Politique

J-C Cambadélis à Cenon : "Alain Juppé, c'est une vision très personnelle du pouvoir"

Par Kevin Boderau, France Bleu Gironde samedi 29 octobre 2016 à 19:28

Jean-Christophe Cambadélis devant les militants socialistes à la 7ème Université de l'engagement du P.S.
Jean-Christophe Cambadélis devant les militants socialistes à la 7ème Université de l'engagement du P.S. © Radio France - Kevin Boderau

Deux jours après la visite de Manuel Valls, c'est Jean-Christophe Cambadélis qui était en Gironde ce samedi après-midi. En marge de la septième université de l'engagement, le Premier secrétaire du Parti Socialiste a accordé un entretien à France Bleu Gironde.
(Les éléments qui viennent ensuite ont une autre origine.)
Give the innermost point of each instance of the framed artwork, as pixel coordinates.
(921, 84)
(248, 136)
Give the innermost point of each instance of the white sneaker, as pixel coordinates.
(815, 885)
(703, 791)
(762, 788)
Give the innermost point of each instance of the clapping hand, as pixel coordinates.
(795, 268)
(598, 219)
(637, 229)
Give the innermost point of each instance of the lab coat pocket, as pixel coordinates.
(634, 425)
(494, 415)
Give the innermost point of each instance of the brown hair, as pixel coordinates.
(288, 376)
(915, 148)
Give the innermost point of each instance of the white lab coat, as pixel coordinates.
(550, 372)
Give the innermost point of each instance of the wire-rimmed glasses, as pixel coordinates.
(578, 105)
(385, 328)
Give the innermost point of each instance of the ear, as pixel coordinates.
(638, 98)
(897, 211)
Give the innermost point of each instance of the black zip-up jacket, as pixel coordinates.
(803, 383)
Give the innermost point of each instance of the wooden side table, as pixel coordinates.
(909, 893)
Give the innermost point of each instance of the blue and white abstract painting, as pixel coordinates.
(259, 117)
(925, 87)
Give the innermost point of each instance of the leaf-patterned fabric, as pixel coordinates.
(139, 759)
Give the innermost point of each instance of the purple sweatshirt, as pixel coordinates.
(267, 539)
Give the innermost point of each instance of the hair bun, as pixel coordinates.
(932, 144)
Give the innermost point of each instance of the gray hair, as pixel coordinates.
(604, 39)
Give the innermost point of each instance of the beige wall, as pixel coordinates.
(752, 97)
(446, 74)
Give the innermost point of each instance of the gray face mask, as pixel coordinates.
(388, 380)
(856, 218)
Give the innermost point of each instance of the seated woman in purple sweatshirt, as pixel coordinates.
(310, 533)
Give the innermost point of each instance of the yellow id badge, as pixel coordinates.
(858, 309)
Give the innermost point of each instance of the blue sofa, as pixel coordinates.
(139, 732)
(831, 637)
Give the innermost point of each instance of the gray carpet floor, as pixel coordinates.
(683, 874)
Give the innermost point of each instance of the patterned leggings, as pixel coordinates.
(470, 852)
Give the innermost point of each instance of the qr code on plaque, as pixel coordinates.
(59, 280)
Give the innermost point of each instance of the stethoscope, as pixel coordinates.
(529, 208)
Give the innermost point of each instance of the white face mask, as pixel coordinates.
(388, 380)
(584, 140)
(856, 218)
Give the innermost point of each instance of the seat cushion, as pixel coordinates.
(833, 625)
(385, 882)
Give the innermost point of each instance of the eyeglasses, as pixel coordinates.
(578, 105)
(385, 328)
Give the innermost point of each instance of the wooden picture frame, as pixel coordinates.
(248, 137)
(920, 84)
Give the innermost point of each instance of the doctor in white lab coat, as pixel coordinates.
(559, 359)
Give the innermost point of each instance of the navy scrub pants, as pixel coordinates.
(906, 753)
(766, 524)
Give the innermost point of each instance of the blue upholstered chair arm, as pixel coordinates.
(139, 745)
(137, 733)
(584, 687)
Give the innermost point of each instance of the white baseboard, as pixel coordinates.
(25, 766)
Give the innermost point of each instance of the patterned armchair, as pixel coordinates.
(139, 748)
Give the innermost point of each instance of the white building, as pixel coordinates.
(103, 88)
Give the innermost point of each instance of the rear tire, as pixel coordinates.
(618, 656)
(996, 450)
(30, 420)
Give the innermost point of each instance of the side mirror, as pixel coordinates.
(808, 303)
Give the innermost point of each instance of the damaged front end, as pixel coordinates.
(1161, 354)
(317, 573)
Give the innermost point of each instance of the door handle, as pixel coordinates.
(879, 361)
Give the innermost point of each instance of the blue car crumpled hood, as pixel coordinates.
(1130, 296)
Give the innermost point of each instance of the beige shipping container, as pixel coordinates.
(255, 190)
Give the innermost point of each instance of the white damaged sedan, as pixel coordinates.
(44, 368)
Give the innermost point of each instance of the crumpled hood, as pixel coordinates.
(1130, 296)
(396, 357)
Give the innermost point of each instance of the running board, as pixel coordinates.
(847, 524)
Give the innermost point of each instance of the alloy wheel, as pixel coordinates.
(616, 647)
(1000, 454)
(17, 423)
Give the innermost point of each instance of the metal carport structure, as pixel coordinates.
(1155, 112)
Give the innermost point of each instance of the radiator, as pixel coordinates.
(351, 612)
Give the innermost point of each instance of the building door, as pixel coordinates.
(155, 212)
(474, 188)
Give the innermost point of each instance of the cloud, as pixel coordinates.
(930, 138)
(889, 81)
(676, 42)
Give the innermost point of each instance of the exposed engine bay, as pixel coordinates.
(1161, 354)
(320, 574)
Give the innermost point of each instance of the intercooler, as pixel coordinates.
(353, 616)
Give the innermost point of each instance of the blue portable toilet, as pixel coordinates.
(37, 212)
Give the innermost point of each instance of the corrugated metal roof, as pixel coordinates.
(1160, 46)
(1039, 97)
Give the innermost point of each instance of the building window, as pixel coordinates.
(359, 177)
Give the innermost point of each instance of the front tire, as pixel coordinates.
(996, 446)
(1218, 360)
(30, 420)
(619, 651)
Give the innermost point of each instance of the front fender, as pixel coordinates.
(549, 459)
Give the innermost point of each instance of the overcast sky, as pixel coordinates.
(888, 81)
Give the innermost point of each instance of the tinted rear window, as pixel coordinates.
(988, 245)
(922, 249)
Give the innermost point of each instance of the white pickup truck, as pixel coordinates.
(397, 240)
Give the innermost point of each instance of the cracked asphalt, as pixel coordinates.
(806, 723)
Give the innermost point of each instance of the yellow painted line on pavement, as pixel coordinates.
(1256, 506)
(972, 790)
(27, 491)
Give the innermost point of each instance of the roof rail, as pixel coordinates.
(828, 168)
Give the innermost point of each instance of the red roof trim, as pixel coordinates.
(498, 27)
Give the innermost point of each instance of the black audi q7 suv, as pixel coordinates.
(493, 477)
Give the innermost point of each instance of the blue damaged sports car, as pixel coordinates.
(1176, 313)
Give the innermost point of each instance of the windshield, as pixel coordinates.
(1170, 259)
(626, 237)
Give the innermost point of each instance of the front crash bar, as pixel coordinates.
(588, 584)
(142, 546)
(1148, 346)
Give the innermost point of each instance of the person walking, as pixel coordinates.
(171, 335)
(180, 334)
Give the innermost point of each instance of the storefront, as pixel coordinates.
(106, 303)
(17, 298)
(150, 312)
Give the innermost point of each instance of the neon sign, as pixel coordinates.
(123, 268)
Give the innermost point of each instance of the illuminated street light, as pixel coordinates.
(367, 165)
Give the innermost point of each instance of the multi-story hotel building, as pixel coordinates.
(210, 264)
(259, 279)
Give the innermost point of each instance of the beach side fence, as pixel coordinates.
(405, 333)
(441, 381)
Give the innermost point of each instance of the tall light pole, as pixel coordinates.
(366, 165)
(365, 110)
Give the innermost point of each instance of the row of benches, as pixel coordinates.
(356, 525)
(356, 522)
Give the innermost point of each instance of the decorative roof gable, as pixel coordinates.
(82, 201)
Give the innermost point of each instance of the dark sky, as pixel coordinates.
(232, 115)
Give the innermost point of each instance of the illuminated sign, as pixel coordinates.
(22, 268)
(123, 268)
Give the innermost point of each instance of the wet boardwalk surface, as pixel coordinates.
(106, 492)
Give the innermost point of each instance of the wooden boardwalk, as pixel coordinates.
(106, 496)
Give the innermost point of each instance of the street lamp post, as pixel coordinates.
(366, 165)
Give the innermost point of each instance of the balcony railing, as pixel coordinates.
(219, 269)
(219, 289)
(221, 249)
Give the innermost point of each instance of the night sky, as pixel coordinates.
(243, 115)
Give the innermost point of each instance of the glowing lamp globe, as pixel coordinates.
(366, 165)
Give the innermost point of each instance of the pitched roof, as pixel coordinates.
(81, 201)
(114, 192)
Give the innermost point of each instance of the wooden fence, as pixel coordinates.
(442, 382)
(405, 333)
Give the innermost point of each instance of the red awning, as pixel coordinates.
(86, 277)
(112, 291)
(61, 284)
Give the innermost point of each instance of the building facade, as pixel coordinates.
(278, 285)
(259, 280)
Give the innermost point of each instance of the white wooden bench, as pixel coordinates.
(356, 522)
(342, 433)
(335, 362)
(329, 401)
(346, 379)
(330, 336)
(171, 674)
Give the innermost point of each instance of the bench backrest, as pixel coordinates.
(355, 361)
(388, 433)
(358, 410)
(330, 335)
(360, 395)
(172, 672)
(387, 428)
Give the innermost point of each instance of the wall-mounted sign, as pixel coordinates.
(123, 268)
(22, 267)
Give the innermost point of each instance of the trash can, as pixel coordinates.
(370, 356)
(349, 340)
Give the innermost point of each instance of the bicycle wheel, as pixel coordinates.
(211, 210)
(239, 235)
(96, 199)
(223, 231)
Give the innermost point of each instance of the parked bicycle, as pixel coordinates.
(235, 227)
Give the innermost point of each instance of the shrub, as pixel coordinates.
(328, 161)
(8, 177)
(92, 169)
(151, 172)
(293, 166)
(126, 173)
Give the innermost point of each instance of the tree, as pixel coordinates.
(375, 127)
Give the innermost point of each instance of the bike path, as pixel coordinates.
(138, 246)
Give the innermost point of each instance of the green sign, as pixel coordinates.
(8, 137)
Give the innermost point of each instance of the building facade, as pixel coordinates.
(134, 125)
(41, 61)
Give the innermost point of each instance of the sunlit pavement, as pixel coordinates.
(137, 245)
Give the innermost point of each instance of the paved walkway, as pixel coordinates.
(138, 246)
France Bleu Gironde : Manuel Valls jeudi et vous ce samedi, la pré-campagne du P.S. bat son plein en Gironde.

Jean-Christophe Cambadélis : Absolument ! Nous traversons le pays de part en part, nous sommes à la septième Université de l'Engagement, il y a des ateliers, des controverses, et au Parti Socialiste, il y en a beaucoup, mais ce sont des controverses sur des questions de société.

Nous sommes sûr les terres d'Alain Juppé, comprenez-vous que certains militants puissent être tentés d'aller voter pour lui à la primaire de la Droite ?

Non je ne le comprends pas ! Déjà les sondages indiquent qu'il va l'emporter facilement. Ensuite quand on regarde son programme, c'est peut-être le programme le plus libéral jamais présenté et il y a une tentation autoritaire que je veux dénoncer sûr ses terres. Quand vous dites que vous allez gouverner par ordonnances, cela veut dire que vous allez vous passer du Parlement et quand vous dites que vous ferez en sorte que les syndicats ne puissent pas participer au dialogue social, c'est le pouvoir personnel.

On a l'impression que depuis la sortie du livre "Un président ne devrait pas dire ça" tout a changé au Parti Socialiste. François Hollande a perdu beaucoup de soutiens.

Oui ce livre a en quelque sorte libéré la parole. On a critiqué. J'ai critiqué. Il semblerait que le Premier ministre se soit mis en colère, certains ont été affligés, mais à un moment donné il faut à la fois continuer l'action gouvernementale et laisser aux uns et aux autres le choix des armes. Au président de dire s'il est candidat ou pas et aux militants de Gauche de trancher sur celui qui sera candidat à l’élection présidentielle.

"Le Premier ministre est en pole position".

Vous avez déclaré que Manuel Valls était légitime...

A partir du moment où on envisage que le Président de la République ne se présente pas la question se pose. Le Premier ministre est alors en pole position, mais il y aura sûrement d'autres candidats(es). Il y aura un débat et les militants trancheront.

Ce ne serait pas un constat d'échec que le Président sortant soit obligé d'en passer par une primaire pour avoir la légitimité d'être candidat ?

Non. Je crois que c'est assez courageux. C'est remettre en jeu son mandat par ceux qui l'avaient désigné la première fois. "J'ai gouverné pendant cinq ans, il y a des choses que vous avez appréciées, d'autres moins, je vais m'en expliquer et vous trancherez", voilà le sens de l'exercice.

Pour le coup ce sera encore une nouveauté apportée par la primaire socialiste...

Absolument et je l'avais dit. Après nous, tout candidat, si'il veut être réélu passera par une primaire.

"Pour les législatives, il faudra que toute la Gauche soit rassemblée sinon la seule opposition à la Droite à l'Assemblée nationale ce sera le Front National."

Qu'est-ce-qui vous fait le plus peur : ne pas être au second tour de la présidentielle ou perdre dans les grandes largeurs les législatives ?

Présenté comme cela les deux ! Aujourd’hui tous les sondages montrent que quel que soit le candidat de Gauche, de Jean-Luc Mélenchon à Emmanuel Macron en passant par François Hollande, aucuns ne seraient au deuxième tour. Mais je pense qu'une fois que nous serons vraiment dans la campagne, on ne sera plus sur le ressenti de ce qui a été fait, mais sûr l'espoir de ce qui le sera. Pour les législatives, il faudra que toute la Gauche soit rassemblée sinon la seule opposition à la Droite à l'Assemblée nationale ce sera le Front National.